Other important factors determining the operating budget are the direct maintenance cost, evaluation of maintenance policies, shopping for repair parts and comparison of outsourced vs. in-house maintenance cost. All of these actions play a crucial role in generating operational savings, however, the most effective and most important area, in order to minimize the long-term operational costs is fleet acquisition costs.
Fleet Acquisition Costs
Fleet acquisition cost refers to the actual vehicle cost, overhead costs and associated with fitting costs of funding the acquisition. In fleet acquisition, the first step is to evaluate and determine the use of the vehicle, ensuring that the specification and the design of the vehicle match well with the requirements in question. The addition of complex components may increase the productivity, however, there will be tradeoffs. The addition of extra components would also increase the upfront cost of the vehicle, as well as the weight and would consequently demand higher maintenance costs. The additional weight, on the other hand, will also increase the engine’s idle time, which directly influences the fuel economy.

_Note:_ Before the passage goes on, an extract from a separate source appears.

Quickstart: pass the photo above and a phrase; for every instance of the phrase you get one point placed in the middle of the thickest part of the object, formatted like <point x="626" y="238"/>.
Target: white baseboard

However, this does not imply that one should not consider adding extra components. Yet, prior to adding components, it is important to calculate the long term use and benefits with NPV (Net Present Value) cost analysis. With NPV cost analysis, you can evaluate both productivity add-ons and upgraded vehicle chassis components. For this analysis, start by identifying the internal cost and then determine the payback period (how quick the additions/upgrade would return the invested cost).
Being a taxpayer, it is also important for you to consider the rate of income tax to determine the influence of depreciation on the added upgrades. Investment on your truck is likely to have 0 NPV by the end of the payback period possibly if the return equals to your cost of investment. If the payback is less, your NPV would be negative, and if the value is more, it will be positive.
Another factor which influences the NPV analysis is the source of money. Money can be collected from different sources, including direct borrowing, internal capital, and leasing. The question to be answered is “Which is the most suitable for me?”. The method through which you determine which is important for you is influenced by the asset in question, alternative opportunity costs, internal money cost and the market cost of loan/debt. Only because people always finance their new vehicles using a single option does not mean it is wise to do so. Moving on to the next most significant factor is determining how the government authorities control capital investments when it comes to depreciation purposes. It is always changing and must be evaluated annually.
Prior to buying, ask yourself again why you need the truck you are purchasing. Only because the vehicle currently falls into your fleet does not mean that it requires a change. It may initially be meeting a demand that is no longer valid today. Similarly, many trucks you may already own may be performing simple tasks. Shifts in increased productivity or demand of the tasks of the fleet, because of upgrades may eliminate the requirement for some units. The evaluation process for the demand of all the vehicles you own refers to “right-sizing” and is a part of vehicle replacements evaluation cycle process. Elimination of vehicles with no or low productivity in your fleet is likely to reduce your routine maintenance, investment and licensing costs, and may also allow you to reduce the labor force required for maintenance.